Maraen, the Crossroad Mother

Athenaeum entry. Correspondent of record: Vel Asharen. Standing impression after multiple audiences: this is the deity most consistently described, by everyone who has met her, as "easy to be around."

Maraen
Title The Crossroad Mother
Domain Magic itself, Choice, Crossroads, the Moment Before a Decision
Alignment True Neutral
Pacts Generous; rarely refused; warmly maintained
Activity Constant in small ways; present wherever a real choice is being weighed
Worshipped By Spellcasters of every tradition, travelers, those at major life decisions

Form

Maraen presents as an ageless woman of warm appearance and unhurried bearing. Skin tone, hair color, and height vary across her recorded appearances — never dramatically, but consistently — as if her form is a comfortable suggestion she has settled on rather than a fact she is committed to. Most witnesses describe her as the precise figure they would have wanted in a parent on a hard day; this is, by this correspondent's analysis, a feature of how she presents rather than coincidence.

She is most often depicted in well-worn travelling clothes, with sturdy boots and a satchel that visibly contains too many things. Wherever she stands, three or more paths meet — sometimes literally, sometimes only suggestively, in the arrangement of furniture or the lines of a room. The clergy treat this as confirmation of presence.

Domain

Maraen holds the domain of magic itself — not a particular school or tradition, but the raw fact that magic exists and can be reached. Every working spell, in every tradition the Athenaeum has documented, passes through some quiet permission that the working spellcaster does not usually think about. That permission is hers. She grants it freely. She has never, on record, withheld it.

Her second domain is choice, which she considers continuous with the first. Magic is the act of altering the world by will, and will is the act of choosing one outcome over another. By her account, the distinction matters less than mortals make it.

Her third domain — crossroads — is the place where choice becomes visible. She is present at every literal crossroads of three paths or more, in some sense the clergy do not pretend to fully understand. She is also present at every moment in which a person stands considering a course of action that will shape the rest of their life. Most do not see her. Some do. None, by record, have been pressured by her toward any particular outcome.

Pacts and Worship

Spellcasters of every tradition — arcane, divine, primal, innate — pray to Maraen as a matter of professional courtesy, and most consider it the courtesy that gets them out of bed in the morning. She extends pacts generously. The terms are mild. She asks her pact-holders to do one thing: when they encounter a person at a crossroads, they are to listen, not advise, unless the asker has specifically asked for advice.

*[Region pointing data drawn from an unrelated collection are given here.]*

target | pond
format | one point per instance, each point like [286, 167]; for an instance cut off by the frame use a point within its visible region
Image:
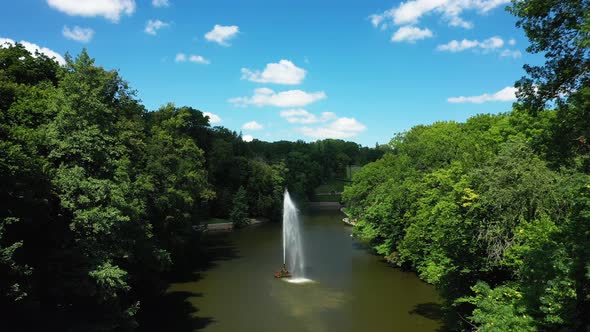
[352, 290]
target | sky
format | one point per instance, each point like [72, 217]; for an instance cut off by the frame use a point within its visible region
[359, 70]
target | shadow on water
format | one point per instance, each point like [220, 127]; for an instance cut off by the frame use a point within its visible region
[173, 310]
[432, 311]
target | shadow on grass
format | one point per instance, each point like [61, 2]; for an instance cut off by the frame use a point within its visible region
[173, 310]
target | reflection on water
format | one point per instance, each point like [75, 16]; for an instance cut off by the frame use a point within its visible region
[348, 288]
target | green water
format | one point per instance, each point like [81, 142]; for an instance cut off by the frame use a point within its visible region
[352, 289]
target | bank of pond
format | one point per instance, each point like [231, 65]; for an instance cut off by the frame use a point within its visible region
[350, 289]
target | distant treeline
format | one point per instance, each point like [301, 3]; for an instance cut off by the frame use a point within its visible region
[495, 212]
[99, 197]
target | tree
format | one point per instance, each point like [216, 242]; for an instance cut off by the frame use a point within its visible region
[561, 30]
[239, 212]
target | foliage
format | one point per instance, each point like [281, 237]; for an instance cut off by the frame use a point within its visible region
[239, 212]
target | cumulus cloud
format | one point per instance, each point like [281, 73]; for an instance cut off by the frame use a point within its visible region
[32, 48]
[410, 34]
[83, 35]
[181, 57]
[221, 34]
[109, 9]
[160, 3]
[213, 118]
[339, 128]
[304, 117]
[268, 97]
[283, 72]
[252, 125]
[506, 94]
[511, 54]
[412, 11]
[465, 44]
[152, 26]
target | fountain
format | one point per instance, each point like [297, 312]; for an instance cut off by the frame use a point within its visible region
[292, 248]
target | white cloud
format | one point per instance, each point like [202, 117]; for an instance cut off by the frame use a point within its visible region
[213, 118]
[252, 125]
[160, 3]
[505, 95]
[109, 9]
[465, 44]
[78, 34]
[340, 128]
[198, 59]
[284, 72]
[181, 57]
[268, 97]
[410, 12]
[304, 117]
[511, 54]
[152, 26]
[4, 42]
[221, 34]
[410, 34]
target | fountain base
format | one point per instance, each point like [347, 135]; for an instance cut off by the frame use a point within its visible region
[283, 273]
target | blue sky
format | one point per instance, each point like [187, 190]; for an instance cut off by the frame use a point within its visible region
[356, 70]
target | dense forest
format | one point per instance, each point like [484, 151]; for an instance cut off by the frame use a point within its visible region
[100, 197]
[495, 211]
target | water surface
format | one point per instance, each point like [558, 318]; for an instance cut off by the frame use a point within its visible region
[352, 290]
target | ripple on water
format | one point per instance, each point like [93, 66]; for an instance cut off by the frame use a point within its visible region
[299, 280]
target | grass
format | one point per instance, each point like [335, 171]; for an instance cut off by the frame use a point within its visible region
[217, 221]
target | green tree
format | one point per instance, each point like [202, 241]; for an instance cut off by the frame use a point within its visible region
[239, 213]
[560, 29]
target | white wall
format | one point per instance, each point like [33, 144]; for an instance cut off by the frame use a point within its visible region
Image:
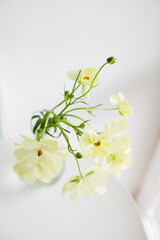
[41, 40]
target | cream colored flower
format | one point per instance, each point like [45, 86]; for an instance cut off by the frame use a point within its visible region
[86, 77]
[122, 104]
[118, 156]
[94, 145]
[95, 180]
[39, 160]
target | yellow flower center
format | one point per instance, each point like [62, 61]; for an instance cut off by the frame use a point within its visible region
[97, 144]
[40, 152]
[86, 78]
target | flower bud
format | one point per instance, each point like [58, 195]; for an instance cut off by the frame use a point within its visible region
[111, 60]
[79, 155]
[66, 93]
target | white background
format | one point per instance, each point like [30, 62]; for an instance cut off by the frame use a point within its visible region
[41, 40]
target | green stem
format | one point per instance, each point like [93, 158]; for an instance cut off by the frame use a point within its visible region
[70, 115]
[46, 122]
[91, 83]
[89, 108]
[70, 149]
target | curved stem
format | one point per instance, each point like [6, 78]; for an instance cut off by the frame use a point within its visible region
[91, 82]
[46, 122]
[70, 149]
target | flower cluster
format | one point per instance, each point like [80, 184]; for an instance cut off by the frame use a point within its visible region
[42, 159]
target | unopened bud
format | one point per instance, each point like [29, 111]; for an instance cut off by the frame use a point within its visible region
[111, 60]
[66, 93]
[79, 155]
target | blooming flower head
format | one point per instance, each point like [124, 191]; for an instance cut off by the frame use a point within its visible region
[94, 145]
[122, 104]
[86, 78]
[39, 160]
[118, 156]
[95, 180]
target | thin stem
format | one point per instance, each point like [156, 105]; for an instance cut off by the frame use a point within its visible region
[46, 122]
[58, 104]
[70, 115]
[90, 108]
[91, 82]
[70, 149]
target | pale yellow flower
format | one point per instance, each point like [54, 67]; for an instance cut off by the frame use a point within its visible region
[118, 156]
[39, 160]
[86, 77]
[95, 180]
[122, 104]
[94, 145]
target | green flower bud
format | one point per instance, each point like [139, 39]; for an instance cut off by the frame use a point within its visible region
[111, 60]
[89, 111]
[66, 93]
[79, 155]
[82, 125]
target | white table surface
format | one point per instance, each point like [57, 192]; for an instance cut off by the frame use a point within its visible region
[39, 212]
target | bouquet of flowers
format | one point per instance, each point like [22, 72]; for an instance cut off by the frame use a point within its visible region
[42, 158]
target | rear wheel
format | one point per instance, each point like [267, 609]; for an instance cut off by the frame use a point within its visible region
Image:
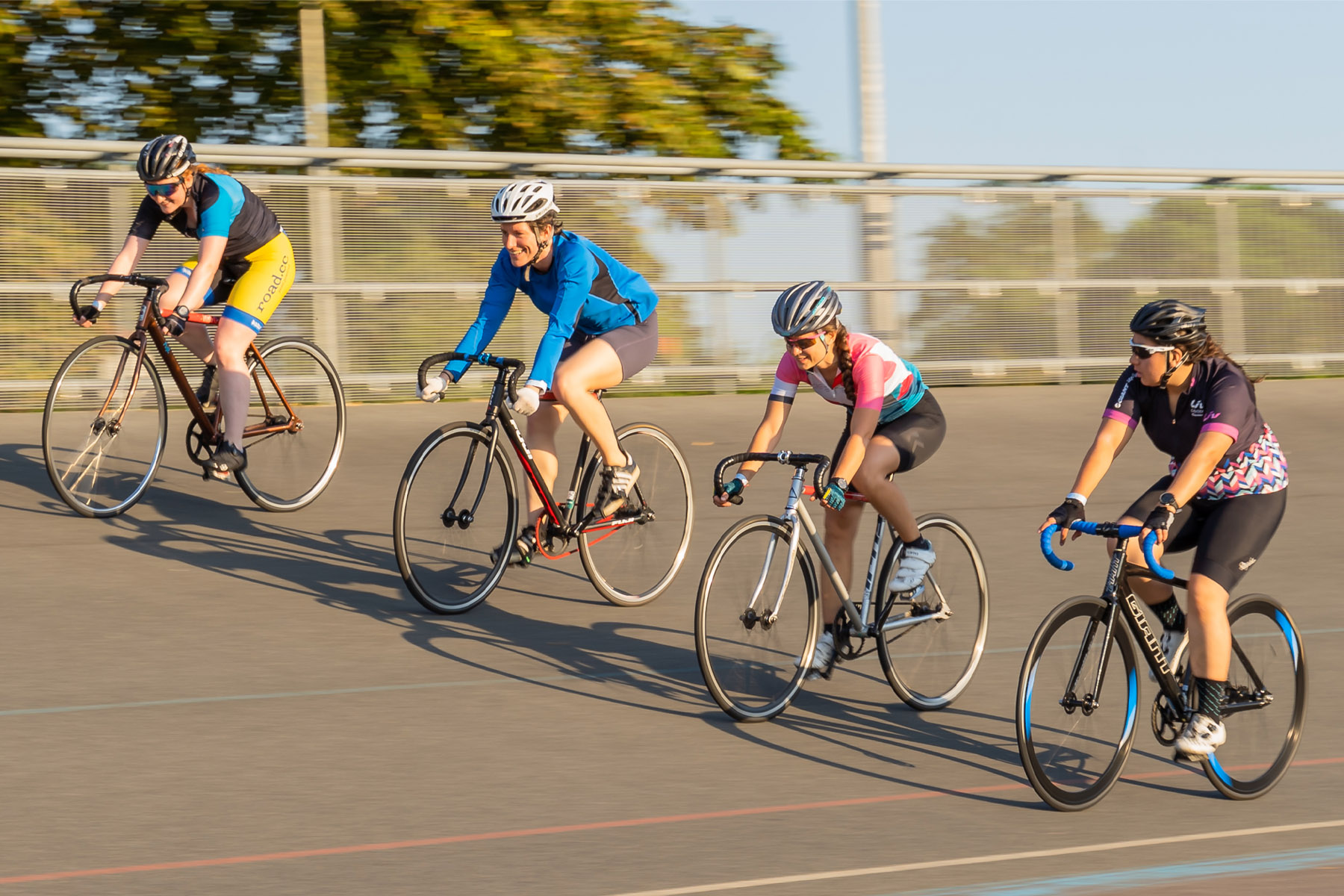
[104, 426]
[456, 519]
[754, 633]
[1073, 732]
[633, 555]
[1265, 702]
[933, 638]
[297, 425]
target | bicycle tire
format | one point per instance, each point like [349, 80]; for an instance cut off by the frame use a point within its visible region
[1266, 642]
[75, 394]
[635, 563]
[289, 470]
[754, 671]
[450, 575]
[932, 662]
[1055, 744]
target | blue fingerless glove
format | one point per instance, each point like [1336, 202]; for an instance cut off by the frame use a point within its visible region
[833, 494]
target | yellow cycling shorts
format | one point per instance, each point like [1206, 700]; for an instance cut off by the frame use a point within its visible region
[252, 285]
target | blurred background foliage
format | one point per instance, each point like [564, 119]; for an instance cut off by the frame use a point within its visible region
[526, 75]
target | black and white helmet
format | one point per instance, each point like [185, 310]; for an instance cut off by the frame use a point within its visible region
[164, 158]
[804, 308]
[1171, 323]
[523, 200]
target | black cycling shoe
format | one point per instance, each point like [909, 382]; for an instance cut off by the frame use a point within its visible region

Her clergy are widely scattered. There is no central faith, no continent-spanning institution, no formal hierarchy. There are wayside shrines at most major crossroads, small temples in most cities, and a long-running tradition of itinerant priestesses who travel the trade roads and stop to talk with whoever needs to talk. The priestesses are universally addressed as Mother, regardless of their actual age. The convention is hers.

The Mommy Vibe

This correspondent observes, with the caveat that the language is colloquial: Maraen radiates a warmth that mortals near-universally describe as maternal. The clergy resist the framing slightly, preferring nurturing, but admit that the colloquial version is accurate.

The warmth is not soft. Maraen will, in the same conversation, comfort a weeping student, encourage them to continue with a difficult task, and tell them with absolute clarity that they have made a poor choice that is not yet beyond fixing. She does not flatter. She does not soothe past the point of usefulness. What she does, consistently, is stay — through the conversation, through the consequence, through the decision and the one that follows.

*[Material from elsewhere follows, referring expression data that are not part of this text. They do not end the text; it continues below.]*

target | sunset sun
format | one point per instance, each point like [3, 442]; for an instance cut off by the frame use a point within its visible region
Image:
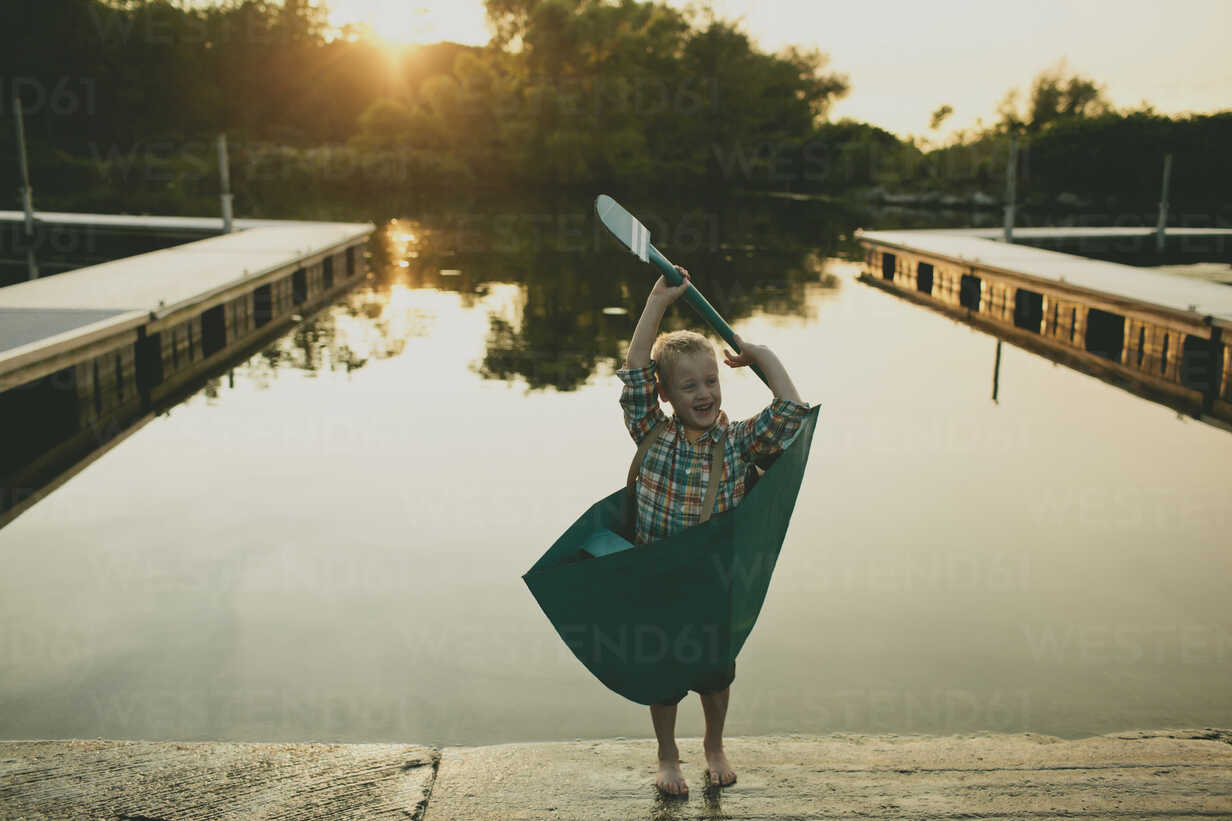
[405, 22]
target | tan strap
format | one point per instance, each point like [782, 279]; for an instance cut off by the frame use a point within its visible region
[716, 470]
[644, 445]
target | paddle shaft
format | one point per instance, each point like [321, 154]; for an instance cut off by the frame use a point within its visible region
[704, 308]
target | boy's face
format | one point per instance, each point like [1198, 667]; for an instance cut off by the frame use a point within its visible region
[691, 386]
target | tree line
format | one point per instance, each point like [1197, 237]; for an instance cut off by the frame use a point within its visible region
[568, 93]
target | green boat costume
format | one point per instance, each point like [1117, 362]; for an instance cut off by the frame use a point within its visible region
[654, 620]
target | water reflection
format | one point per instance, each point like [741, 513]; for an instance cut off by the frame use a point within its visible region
[327, 541]
[574, 311]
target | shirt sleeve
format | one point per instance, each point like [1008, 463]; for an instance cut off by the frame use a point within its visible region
[640, 401]
[770, 430]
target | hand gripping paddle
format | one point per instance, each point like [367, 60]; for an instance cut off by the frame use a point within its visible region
[635, 236]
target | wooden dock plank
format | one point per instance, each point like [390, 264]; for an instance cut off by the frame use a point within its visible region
[1111, 279]
[176, 275]
[25, 326]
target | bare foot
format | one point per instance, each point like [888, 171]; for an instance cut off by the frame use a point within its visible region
[670, 779]
[720, 773]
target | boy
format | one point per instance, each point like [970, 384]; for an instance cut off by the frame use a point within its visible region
[675, 471]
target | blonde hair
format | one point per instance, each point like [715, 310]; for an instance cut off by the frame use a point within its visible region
[670, 348]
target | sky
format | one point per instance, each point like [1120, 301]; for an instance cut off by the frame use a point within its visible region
[904, 58]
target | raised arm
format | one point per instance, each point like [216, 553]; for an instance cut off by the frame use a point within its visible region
[662, 295]
[765, 359]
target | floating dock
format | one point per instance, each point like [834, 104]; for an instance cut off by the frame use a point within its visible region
[1161, 335]
[86, 353]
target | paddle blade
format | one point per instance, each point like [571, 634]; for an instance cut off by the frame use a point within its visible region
[624, 226]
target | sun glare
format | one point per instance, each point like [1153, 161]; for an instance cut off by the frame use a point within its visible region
[402, 22]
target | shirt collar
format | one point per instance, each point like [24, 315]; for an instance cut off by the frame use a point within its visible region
[711, 434]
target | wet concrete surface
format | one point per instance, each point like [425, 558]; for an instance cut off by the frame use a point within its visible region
[1132, 774]
[1175, 774]
[144, 780]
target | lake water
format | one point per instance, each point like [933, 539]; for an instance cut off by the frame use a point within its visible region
[327, 544]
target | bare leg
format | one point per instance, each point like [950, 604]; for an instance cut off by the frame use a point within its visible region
[669, 779]
[713, 705]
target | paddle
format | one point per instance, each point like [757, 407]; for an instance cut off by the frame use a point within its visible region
[635, 237]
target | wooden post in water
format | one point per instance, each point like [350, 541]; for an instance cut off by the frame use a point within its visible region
[997, 371]
[1163, 204]
[224, 176]
[27, 196]
[1010, 180]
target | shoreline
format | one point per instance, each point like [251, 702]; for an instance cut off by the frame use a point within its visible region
[1125, 774]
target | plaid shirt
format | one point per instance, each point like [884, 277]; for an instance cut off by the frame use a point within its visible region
[672, 485]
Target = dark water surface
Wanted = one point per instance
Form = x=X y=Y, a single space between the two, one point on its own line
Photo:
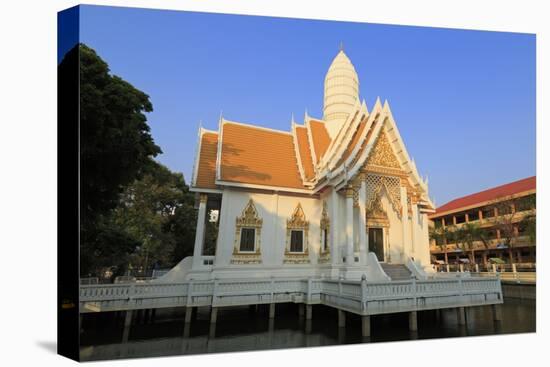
x=245 y=329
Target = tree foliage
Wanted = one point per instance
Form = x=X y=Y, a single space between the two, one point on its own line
x=157 y=210
x=115 y=140
x=132 y=209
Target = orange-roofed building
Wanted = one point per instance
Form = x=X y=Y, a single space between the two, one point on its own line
x=337 y=195
x=503 y=220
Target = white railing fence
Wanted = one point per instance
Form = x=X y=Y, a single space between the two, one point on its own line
x=360 y=297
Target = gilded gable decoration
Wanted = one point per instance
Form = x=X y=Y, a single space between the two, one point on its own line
x=248 y=230
x=376 y=215
x=297 y=228
x=382 y=153
x=375 y=183
x=324 y=253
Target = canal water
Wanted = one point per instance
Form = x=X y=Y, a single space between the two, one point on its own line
x=245 y=329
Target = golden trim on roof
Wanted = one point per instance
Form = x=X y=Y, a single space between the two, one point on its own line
x=382 y=153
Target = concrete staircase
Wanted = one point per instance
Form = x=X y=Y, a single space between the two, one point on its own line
x=396 y=271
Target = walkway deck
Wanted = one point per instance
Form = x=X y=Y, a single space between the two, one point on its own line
x=359 y=297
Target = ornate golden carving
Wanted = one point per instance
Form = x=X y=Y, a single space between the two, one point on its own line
x=376 y=216
x=248 y=219
x=297 y=222
x=382 y=153
x=375 y=183
x=324 y=253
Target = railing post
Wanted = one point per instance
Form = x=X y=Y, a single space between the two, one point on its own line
x=272 y=286
x=339 y=291
x=364 y=293
x=309 y=284
x=214 y=291
x=460 y=290
x=414 y=290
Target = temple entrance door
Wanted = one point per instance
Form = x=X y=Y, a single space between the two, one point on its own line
x=376 y=242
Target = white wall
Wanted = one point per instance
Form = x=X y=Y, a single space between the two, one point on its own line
x=274 y=209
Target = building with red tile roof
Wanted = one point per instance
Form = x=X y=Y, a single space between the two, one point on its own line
x=501 y=218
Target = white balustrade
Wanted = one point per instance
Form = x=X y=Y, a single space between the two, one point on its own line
x=361 y=297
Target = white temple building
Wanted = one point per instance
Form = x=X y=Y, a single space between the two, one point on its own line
x=332 y=212
x=337 y=197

Her clergy report that the most common experience of audience with Maraen is not the granting of insight but the simple relief of being attended to by someone who has the patience for the whole shape of the question.

Relationships

Aerith Soln — Mutual respect, occasionally collegial collaboration on cases involving warlocks who pacted in extremity. They disagree, gently and openly, about how directive divine intervention should be. The disagreement is not resolved and is not resolving.

Krorus — A friendship of mutual amusement. Krorus knows what mortals will decide before they decide it. Maraen attends them in the decision regardless. Neither finds the other's approach contradictory. They have, by clergy account, been seen taking long walks.

Meni — Pacts that end at the threshold are referred between them with quiet professionalism. Maraen sometimes attends Meni's collections when the soul in question is one she pacted with. Meni allows it.